My import.csv
creates many nodes and merging creates a huge cartesian product and runs in a transaction timeout
since the data has grown so much. I've currently set the transaction timeout to 1 second because every other query is very quick and is not supposed to take any longer than one second to finish.
Is there a way to split or execute this specific query in smaller chunks to prevent a timeout?
Upping or disabling the transaction timeout
in the neo4j.conf
is not an option because the neo4j service needs a restart for every change made in the config.
The query hitting the timeout from my import script:
MATCH (l:NameLabel)
MATCH (m:Movie {id: l.id,somevalue: l.somevalue})
MERGE (m)-[:LABEL {path: l.path}]->(l);
Nodecounts: 1000 Movie, 2500 Namelabel
You can try installing APOC Procedures and using the procedure apoc.periodic.commit.
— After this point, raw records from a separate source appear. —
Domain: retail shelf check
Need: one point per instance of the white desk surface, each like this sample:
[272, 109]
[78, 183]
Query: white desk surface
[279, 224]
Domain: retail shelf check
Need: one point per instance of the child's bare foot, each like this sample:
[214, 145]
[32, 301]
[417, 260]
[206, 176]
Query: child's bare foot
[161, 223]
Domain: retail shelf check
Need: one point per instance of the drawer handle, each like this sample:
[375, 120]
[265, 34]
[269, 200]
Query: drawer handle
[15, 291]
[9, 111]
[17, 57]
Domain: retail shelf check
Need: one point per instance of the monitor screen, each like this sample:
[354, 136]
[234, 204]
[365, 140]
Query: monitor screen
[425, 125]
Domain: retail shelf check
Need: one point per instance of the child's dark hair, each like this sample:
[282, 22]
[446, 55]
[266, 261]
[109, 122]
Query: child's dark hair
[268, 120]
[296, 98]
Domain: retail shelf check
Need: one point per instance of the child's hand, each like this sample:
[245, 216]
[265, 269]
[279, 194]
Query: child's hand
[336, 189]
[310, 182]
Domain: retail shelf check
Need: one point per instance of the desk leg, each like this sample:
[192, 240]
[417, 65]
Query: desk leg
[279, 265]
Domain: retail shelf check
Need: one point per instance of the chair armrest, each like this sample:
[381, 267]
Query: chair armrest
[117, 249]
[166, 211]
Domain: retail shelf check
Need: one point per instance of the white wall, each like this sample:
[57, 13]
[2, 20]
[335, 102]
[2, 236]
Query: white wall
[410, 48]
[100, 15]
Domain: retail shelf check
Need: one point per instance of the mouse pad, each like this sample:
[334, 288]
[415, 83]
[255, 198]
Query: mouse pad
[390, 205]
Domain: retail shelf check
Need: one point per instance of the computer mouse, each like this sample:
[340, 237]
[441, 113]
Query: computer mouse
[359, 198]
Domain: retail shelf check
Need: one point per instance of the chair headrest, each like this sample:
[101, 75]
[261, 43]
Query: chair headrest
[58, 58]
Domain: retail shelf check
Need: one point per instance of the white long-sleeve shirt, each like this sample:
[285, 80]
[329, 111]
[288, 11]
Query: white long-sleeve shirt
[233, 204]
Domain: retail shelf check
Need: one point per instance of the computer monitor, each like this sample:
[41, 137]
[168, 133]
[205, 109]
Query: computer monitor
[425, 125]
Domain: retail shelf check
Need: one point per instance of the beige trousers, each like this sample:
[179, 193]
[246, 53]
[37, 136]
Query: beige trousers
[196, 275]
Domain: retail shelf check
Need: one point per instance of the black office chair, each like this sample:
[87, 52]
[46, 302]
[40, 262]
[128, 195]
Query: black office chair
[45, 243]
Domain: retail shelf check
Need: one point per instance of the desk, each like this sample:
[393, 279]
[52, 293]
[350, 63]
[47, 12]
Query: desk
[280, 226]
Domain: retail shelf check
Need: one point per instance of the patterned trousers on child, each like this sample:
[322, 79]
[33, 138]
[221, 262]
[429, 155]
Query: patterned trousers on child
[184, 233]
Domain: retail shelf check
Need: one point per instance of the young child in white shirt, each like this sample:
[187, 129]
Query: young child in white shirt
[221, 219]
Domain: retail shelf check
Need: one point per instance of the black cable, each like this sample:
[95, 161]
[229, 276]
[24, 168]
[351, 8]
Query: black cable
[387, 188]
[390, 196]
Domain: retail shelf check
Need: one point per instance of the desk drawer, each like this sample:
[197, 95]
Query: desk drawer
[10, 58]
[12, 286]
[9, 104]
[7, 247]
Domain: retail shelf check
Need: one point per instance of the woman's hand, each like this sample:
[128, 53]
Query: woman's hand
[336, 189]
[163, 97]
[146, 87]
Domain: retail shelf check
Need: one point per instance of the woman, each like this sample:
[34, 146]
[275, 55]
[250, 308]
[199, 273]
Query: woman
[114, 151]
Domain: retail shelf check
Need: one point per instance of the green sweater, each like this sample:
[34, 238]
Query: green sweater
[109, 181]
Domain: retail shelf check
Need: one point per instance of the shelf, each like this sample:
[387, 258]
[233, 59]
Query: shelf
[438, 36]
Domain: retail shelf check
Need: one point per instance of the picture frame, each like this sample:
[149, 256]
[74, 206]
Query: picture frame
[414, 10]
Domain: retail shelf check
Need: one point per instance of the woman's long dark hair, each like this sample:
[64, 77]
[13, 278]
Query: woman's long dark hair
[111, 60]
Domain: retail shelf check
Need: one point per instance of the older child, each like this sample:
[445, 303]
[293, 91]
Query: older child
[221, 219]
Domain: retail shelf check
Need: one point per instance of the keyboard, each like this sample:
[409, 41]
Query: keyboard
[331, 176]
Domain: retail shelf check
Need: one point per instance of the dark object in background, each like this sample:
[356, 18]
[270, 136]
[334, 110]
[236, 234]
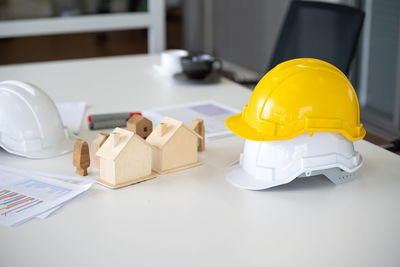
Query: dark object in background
[325, 31]
[393, 146]
[199, 66]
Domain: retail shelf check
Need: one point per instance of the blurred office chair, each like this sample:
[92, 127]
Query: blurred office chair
[319, 30]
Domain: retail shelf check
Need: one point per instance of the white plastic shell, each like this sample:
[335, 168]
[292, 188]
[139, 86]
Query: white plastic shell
[30, 125]
[266, 164]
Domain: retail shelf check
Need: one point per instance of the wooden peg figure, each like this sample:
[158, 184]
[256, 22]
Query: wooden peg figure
[197, 125]
[81, 157]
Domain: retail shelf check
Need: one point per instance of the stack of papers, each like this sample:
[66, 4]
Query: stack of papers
[26, 195]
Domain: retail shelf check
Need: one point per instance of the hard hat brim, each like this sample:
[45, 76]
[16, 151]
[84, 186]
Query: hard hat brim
[238, 126]
[237, 176]
[63, 147]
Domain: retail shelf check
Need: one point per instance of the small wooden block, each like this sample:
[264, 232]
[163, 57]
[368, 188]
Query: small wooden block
[134, 181]
[191, 165]
[142, 126]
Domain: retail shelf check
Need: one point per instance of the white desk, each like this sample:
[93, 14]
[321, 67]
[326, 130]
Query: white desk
[195, 217]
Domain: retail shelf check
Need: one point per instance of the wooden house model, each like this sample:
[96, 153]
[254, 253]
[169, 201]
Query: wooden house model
[125, 158]
[174, 146]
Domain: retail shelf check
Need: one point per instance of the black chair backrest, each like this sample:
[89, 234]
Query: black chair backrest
[325, 31]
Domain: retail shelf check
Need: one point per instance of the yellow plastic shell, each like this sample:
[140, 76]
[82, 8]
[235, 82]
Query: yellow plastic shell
[297, 96]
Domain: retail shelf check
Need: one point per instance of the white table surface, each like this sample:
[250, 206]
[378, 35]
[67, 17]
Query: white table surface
[195, 217]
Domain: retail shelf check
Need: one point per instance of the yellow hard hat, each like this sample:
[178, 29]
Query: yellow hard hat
[297, 96]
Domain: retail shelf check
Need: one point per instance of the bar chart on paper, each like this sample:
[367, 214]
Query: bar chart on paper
[15, 199]
[12, 203]
[25, 194]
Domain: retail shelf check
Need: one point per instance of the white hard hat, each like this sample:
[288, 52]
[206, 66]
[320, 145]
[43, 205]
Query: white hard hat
[30, 125]
[266, 164]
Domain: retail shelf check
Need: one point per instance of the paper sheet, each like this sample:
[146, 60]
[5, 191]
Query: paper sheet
[25, 195]
[213, 113]
[72, 114]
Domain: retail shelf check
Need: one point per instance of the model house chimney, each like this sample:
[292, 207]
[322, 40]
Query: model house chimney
[115, 137]
[162, 128]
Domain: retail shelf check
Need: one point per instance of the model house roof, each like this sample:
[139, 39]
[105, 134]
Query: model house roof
[118, 139]
[137, 118]
[172, 126]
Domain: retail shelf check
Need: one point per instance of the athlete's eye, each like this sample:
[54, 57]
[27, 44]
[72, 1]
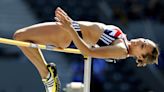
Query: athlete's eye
[142, 46]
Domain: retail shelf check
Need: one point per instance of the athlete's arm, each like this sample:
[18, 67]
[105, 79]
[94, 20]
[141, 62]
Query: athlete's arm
[115, 51]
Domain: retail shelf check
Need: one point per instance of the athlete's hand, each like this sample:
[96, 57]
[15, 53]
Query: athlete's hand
[140, 63]
[63, 19]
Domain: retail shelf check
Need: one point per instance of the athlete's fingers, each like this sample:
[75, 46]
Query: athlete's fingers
[61, 10]
[61, 17]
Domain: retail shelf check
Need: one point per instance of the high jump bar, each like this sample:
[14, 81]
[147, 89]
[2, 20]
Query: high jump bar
[33, 45]
[87, 63]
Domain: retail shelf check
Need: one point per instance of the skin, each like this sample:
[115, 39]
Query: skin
[53, 33]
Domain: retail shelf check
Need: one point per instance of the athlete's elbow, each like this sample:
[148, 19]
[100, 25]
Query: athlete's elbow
[89, 52]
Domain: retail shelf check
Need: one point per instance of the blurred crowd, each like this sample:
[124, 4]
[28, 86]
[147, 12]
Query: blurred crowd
[96, 10]
[106, 77]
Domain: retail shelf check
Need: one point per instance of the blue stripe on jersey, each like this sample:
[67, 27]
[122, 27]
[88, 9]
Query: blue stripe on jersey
[106, 38]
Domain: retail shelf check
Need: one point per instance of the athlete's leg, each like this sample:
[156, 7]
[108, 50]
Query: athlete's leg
[42, 34]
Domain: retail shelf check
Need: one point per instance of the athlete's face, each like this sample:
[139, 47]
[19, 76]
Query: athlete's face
[140, 47]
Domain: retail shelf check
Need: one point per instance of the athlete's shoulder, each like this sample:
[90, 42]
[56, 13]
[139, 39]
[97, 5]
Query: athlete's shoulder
[113, 28]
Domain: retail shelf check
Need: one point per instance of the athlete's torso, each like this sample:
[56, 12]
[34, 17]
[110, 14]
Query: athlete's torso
[107, 36]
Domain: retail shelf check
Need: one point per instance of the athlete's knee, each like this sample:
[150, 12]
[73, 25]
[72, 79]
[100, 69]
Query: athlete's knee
[19, 34]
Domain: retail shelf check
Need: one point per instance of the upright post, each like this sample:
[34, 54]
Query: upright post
[87, 73]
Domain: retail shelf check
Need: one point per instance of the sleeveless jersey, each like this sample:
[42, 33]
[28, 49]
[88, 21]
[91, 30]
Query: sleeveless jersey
[110, 34]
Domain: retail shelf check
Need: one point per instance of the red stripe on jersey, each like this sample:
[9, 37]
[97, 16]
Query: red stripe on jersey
[118, 32]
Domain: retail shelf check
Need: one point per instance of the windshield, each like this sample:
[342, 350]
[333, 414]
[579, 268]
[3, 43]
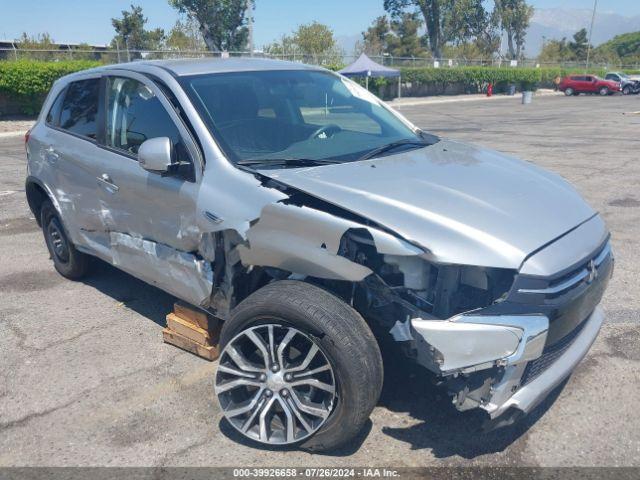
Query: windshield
[270, 117]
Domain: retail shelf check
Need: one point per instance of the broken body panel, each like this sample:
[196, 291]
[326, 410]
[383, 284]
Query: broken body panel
[455, 251]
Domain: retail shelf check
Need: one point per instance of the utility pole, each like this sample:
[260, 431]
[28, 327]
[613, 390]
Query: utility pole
[593, 18]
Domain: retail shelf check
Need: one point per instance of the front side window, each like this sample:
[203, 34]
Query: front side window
[79, 111]
[135, 114]
[272, 116]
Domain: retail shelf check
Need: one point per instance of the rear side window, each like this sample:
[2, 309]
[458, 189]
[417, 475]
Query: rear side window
[79, 111]
[135, 114]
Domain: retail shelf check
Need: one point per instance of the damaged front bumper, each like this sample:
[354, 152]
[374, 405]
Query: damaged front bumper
[500, 352]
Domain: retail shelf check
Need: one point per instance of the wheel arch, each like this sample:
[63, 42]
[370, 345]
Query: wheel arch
[37, 193]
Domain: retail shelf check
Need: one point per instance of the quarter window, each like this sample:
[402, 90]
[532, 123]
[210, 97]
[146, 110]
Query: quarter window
[135, 114]
[79, 110]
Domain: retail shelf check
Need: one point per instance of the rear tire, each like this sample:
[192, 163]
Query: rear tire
[341, 335]
[69, 262]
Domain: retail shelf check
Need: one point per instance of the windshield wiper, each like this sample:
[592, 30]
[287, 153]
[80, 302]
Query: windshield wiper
[294, 162]
[390, 146]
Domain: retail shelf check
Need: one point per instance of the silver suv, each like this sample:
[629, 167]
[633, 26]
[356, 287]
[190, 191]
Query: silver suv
[319, 224]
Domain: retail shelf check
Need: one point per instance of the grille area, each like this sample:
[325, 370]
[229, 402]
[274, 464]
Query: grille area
[549, 355]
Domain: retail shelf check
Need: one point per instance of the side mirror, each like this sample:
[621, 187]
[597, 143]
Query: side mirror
[155, 154]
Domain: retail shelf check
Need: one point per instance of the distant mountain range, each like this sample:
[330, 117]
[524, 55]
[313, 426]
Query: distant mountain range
[555, 23]
[552, 23]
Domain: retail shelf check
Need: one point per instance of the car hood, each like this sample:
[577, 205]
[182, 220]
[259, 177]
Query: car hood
[462, 204]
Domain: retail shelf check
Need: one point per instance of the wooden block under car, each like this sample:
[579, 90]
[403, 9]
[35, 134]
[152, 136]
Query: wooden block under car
[209, 352]
[196, 317]
[188, 330]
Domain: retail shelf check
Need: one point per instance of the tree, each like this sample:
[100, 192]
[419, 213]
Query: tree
[515, 16]
[398, 37]
[375, 39]
[451, 21]
[580, 45]
[555, 51]
[315, 39]
[131, 34]
[222, 23]
[623, 48]
[285, 47]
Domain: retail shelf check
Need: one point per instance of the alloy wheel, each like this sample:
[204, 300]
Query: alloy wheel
[275, 384]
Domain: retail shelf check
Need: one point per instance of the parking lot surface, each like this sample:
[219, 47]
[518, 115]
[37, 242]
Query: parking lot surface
[86, 380]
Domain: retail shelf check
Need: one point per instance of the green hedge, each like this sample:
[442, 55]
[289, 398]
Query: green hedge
[25, 83]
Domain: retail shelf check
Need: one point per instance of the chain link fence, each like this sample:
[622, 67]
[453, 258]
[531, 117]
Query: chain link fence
[110, 56]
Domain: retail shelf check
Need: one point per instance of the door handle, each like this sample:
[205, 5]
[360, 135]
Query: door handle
[105, 181]
[51, 155]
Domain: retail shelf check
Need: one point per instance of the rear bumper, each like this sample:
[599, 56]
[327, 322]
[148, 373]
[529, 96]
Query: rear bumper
[527, 397]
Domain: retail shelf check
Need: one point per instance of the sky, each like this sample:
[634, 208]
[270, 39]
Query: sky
[89, 21]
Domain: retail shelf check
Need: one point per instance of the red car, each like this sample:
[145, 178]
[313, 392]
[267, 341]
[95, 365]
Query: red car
[577, 84]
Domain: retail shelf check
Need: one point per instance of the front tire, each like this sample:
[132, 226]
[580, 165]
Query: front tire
[69, 262]
[313, 363]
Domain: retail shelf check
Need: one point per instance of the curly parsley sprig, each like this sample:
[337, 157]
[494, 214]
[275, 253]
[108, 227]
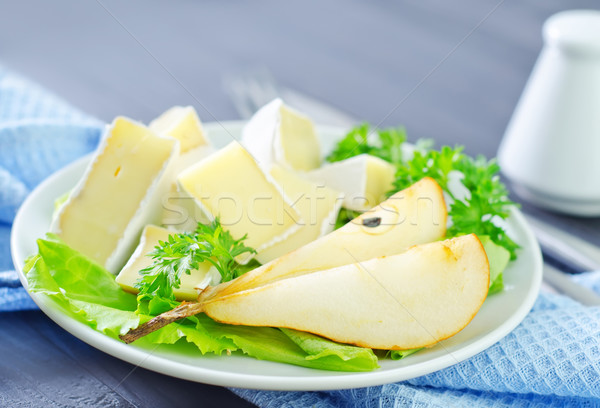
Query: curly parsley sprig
[479, 212]
[183, 252]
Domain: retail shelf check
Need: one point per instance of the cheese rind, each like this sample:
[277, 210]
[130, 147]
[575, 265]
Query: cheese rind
[364, 180]
[230, 185]
[182, 123]
[120, 192]
[197, 279]
[317, 204]
[281, 135]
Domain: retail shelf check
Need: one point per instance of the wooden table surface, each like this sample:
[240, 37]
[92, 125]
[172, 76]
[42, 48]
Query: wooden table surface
[450, 71]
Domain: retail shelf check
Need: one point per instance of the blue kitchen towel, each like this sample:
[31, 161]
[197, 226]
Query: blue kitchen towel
[39, 134]
[552, 359]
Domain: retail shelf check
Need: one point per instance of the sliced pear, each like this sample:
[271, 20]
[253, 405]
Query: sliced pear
[414, 299]
[412, 216]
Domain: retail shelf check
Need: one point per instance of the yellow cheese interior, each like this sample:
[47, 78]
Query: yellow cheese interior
[380, 179]
[94, 219]
[230, 185]
[314, 202]
[298, 140]
[183, 124]
[130, 273]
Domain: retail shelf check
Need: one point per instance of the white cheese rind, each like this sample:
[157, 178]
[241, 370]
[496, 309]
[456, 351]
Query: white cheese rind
[151, 235]
[182, 123]
[364, 180]
[277, 134]
[317, 204]
[120, 192]
[229, 184]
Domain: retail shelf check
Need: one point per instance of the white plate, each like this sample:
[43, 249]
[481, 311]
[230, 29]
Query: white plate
[500, 314]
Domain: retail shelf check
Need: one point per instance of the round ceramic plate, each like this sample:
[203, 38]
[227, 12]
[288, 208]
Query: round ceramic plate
[500, 313]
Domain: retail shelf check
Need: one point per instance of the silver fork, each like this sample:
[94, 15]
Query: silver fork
[254, 88]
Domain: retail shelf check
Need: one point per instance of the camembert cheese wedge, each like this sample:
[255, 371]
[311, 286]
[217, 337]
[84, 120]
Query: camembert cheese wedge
[183, 124]
[279, 134]
[120, 192]
[317, 204]
[230, 185]
[199, 278]
[364, 180]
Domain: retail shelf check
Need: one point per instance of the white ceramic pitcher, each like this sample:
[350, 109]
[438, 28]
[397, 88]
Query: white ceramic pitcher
[551, 148]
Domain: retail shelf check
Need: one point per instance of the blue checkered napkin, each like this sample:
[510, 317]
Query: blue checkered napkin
[552, 359]
[39, 134]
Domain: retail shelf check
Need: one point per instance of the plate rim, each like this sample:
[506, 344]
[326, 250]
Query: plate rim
[340, 380]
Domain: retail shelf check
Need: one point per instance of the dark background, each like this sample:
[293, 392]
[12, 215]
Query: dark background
[450, 71]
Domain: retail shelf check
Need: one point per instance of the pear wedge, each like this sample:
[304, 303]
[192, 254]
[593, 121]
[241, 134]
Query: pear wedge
[412, 216]
[414, 299]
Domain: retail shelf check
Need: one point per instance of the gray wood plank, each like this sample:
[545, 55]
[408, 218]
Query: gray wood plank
[43, 365]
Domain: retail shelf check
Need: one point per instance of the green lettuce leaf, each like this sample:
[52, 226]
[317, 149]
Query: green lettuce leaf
[400, 354]
[498, 257]
[89, 293]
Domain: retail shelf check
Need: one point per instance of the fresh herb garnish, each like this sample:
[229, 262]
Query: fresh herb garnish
[477, 212]
[384, 143]
[345, 216]
[183, 252]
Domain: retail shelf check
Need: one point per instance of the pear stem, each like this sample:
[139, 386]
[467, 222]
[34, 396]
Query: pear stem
[186, 309]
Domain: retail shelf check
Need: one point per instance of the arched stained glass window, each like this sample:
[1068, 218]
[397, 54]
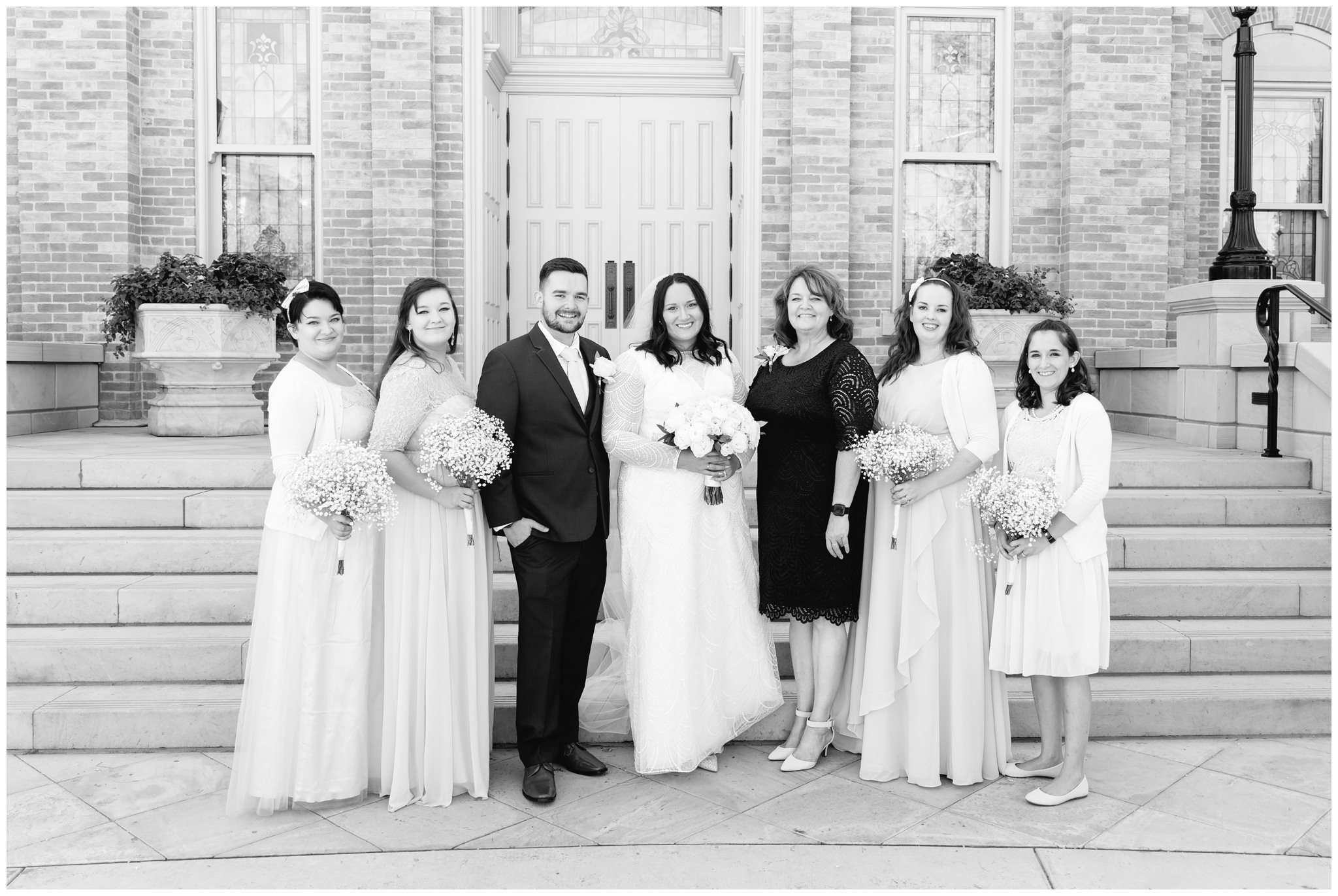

call apoc.periodic.commit("
MATCH (l:Namelabel)
WHERE NOT (l)-[:LABEL]->(:Movie)
WITH l LIMIT {limit}
MATCH (m:Movie {id: l.id,somevalue: l.somevalue})
MERGE (m)-[:LABEL {path: l.path}]->(l)
RETURN count(*)
",{limit:1000})
The below query will be executed repeatedly in separate transactions until it returns 0.
You can change the value of {limit : 1000}
.
Note: remember to install APOC Procedures according the version of Neo4j you are using. Take a look in the Version Compatibility Matrix.